From the beginning sentiments of the book, I could tell this was a novel for me. Almost all Indians are raised with the assumption that to carry on the traditions of the household are best, and that all individual pursuits need be suppressed. I thus immediately was able to realize that this was a novel of dashed dreams and forced conformity – and the struggle, of course, when humans who are placed in such a precarious position, resist. This is not Jane Eyre, not is it Wuthering Heights. It is a book with a structure, purpose, and flavour – yes, that strange little pull that presses itself against the tongue – of its own.

The bravery of the book has been aptly discussed in many of the other reviews. It is the story of Helen Graham, a widow who has moved into a nearby mansion, and is proudly living alone. The first part of the novel is told through the first person narrative of Gilbert Markham, and the second part is told through Graham’s letter, detailing the destruction of her previous marriage. Bronte’s decision to tell her story by dividing it into a male and female perspective was a unique one. It creates the tension of a voyeur observing upon a woman with all the intent of the male gaze, only for the woman to be completely veiled, and with no intention of revealing her face. Without tropes, the novel slowly walks along the path of any other piece of romantic fiction. As if they were two flies orbiting around the same jar of honey, Markham and Graham orbit around each other, as friends, as strangers, and ultimately towards a shared destiny, and love.

One thing I truly appreciated about the book was how Brontë is good at sketching characters in short strokes. Her description of the pastor made him come alive within one sentence, namely about his health.

“He had a laudable care for his own bodily health—kept very early hours, regularly took a walk before breakfast, was vastly particular about warm and dry clothing, had never been known to preach a sermon without previously swallowing a raw egg—albeit he was gifted with good lungs and a powerful voice,—and was, generally, extremely particular about what he ate and drank, though by no means abstemious, and having a mode of dietary peculiar to himself,—being a great despiser of tea and such slops, and a patron of malt liquors, bacon and eggs, ham, hung beef, and other strong meats, which agreed well enough with his digestive organs, and therefore were maintained by him to be good and wholesome for everybody, and confidently recommended to the most delicate convalescents or dyspeptics, who, if they failed to derive the promised benefit from his prescriptions, were told it was because they had not persevered, and if they complained of inconvenient results therefrom, were assured it was all fancy.”

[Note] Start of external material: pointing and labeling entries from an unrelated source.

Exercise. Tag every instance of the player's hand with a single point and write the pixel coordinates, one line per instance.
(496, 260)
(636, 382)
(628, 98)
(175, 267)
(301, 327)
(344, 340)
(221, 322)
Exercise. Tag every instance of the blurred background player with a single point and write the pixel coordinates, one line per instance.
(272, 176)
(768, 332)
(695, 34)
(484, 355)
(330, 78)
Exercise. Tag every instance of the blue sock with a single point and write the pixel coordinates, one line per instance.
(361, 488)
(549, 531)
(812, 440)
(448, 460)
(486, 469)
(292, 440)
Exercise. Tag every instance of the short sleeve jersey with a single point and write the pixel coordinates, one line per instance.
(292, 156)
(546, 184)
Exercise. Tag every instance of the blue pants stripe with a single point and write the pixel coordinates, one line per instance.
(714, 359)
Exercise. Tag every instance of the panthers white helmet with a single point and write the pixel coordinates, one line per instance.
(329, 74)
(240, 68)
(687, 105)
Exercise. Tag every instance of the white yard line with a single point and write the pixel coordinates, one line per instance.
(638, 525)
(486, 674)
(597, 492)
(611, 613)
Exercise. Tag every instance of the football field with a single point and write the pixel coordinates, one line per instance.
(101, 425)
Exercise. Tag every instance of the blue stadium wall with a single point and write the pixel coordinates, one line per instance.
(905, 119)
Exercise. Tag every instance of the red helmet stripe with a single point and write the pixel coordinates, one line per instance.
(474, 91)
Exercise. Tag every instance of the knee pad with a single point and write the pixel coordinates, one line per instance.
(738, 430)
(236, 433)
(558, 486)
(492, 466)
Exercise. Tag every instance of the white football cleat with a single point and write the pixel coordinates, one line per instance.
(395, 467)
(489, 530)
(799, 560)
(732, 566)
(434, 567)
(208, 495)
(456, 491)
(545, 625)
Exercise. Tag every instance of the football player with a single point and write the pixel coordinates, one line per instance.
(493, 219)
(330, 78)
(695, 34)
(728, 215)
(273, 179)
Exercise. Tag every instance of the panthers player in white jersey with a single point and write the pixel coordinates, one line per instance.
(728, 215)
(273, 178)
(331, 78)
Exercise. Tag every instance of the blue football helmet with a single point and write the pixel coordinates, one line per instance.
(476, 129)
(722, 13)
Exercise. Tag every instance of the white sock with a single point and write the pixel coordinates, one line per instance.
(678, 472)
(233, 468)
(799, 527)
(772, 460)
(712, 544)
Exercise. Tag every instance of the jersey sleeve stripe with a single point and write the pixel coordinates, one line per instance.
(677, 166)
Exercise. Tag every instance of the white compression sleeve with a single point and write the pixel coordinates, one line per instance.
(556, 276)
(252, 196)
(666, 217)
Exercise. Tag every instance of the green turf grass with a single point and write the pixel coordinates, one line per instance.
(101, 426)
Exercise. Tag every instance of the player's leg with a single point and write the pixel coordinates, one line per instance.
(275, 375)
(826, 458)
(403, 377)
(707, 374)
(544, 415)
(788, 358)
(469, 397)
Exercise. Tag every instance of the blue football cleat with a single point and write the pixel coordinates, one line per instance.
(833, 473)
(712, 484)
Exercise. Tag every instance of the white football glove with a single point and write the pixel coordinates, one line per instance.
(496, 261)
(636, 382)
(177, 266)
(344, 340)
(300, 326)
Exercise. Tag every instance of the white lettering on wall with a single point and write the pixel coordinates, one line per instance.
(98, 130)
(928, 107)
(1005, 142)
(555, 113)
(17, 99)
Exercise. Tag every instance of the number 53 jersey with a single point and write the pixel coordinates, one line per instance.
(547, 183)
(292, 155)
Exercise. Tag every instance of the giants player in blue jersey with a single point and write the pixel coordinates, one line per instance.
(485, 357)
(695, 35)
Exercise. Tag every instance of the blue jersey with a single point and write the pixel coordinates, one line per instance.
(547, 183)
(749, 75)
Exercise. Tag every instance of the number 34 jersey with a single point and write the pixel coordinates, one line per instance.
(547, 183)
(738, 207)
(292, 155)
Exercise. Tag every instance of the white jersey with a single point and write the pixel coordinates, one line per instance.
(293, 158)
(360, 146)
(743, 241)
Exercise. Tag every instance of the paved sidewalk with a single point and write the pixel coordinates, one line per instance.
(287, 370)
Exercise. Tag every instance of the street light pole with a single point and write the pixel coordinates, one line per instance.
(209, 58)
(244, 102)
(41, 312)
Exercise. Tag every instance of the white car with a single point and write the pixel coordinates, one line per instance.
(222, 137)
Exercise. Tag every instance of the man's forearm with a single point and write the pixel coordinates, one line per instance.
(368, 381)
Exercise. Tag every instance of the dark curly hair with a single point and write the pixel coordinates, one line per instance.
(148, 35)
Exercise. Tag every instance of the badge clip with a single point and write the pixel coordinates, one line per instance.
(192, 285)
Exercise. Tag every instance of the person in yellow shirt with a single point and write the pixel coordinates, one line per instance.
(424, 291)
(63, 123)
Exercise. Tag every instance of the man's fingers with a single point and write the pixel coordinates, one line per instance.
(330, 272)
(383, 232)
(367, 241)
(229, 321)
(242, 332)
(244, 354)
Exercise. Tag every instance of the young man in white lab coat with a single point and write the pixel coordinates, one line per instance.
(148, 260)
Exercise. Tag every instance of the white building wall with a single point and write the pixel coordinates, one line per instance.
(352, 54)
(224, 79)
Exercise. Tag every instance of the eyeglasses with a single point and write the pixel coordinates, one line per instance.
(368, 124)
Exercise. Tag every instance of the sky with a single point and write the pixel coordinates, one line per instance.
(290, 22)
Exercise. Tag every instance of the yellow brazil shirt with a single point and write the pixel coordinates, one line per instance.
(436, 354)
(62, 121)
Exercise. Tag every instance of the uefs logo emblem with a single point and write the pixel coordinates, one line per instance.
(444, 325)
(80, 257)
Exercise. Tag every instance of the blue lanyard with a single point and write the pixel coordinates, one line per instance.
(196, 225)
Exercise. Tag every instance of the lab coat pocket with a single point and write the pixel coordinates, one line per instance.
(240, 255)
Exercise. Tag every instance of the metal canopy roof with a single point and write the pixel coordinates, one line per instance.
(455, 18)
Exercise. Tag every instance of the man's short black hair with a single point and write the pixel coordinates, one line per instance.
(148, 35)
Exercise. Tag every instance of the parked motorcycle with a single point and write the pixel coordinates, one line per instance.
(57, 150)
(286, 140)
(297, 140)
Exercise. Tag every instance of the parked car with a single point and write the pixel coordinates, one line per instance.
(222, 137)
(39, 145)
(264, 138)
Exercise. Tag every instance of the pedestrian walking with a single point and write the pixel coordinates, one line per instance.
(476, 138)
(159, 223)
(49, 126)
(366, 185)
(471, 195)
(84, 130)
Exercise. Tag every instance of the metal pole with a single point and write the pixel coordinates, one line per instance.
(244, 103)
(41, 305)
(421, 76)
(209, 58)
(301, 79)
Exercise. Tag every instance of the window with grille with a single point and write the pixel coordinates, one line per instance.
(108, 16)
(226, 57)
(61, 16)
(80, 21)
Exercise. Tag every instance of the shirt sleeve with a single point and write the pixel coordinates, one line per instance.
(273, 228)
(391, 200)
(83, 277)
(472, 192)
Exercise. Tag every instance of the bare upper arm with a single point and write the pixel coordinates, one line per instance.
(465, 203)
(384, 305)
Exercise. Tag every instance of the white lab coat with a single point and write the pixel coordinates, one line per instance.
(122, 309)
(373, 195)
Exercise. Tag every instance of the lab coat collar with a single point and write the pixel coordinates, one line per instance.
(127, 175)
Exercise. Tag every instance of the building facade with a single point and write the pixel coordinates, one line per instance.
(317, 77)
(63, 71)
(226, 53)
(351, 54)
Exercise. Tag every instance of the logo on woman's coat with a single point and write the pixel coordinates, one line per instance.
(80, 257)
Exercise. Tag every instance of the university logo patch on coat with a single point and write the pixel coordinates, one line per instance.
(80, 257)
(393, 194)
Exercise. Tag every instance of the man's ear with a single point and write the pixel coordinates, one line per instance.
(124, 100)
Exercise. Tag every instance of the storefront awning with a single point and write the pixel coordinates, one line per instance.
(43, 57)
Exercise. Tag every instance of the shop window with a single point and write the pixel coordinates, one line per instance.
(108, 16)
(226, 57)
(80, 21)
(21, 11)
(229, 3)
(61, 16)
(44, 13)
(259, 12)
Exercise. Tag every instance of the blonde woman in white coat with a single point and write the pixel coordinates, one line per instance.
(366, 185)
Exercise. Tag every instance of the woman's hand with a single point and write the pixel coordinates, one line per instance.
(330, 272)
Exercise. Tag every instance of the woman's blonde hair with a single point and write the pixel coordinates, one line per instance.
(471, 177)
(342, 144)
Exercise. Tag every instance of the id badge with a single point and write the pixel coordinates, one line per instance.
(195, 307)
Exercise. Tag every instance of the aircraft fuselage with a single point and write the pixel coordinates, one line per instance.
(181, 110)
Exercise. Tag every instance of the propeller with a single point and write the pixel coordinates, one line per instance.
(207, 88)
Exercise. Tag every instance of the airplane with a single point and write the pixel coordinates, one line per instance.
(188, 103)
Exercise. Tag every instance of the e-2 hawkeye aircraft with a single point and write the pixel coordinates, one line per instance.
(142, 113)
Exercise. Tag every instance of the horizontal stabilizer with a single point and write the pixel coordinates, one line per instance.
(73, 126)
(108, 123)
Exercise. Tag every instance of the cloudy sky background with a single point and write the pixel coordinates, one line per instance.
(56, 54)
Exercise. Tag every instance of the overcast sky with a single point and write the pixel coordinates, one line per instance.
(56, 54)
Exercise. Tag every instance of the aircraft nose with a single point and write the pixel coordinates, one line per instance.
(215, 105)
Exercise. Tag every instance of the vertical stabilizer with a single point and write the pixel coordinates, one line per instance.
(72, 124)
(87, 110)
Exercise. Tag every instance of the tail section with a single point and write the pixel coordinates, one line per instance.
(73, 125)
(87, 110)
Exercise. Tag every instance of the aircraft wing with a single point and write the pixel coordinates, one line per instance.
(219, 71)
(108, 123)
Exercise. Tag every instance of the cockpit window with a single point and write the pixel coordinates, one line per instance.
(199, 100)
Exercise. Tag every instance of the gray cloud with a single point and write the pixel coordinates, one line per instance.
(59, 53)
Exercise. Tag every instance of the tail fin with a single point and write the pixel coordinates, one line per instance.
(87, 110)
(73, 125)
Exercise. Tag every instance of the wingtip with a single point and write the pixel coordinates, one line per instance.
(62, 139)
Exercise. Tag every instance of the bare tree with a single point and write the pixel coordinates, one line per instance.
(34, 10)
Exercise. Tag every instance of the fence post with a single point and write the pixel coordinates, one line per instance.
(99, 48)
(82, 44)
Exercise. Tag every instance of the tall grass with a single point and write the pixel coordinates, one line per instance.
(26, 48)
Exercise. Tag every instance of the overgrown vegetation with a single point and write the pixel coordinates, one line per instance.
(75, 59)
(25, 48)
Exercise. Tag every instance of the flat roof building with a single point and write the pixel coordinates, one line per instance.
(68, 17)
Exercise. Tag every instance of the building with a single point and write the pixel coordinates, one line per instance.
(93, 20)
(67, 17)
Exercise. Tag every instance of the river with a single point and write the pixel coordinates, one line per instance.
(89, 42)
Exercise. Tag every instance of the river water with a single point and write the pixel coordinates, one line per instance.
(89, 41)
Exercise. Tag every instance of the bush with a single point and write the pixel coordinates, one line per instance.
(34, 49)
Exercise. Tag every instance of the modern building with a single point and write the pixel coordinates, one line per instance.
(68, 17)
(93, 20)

I have never read of a character being humanized through his eating of eggs. Her talent to make people matter in a small space is something that I don’t believe is as present in the other Bronte sister’s work, and thus gives her prose anå edge. She is not as good on the sentence level as Emily, and she does not structure a book in a unique way like Charlotte, but she knows her milieu, and she needs little of drama to make them come alive. There is a spell on the page, and it needs little to be enhanced.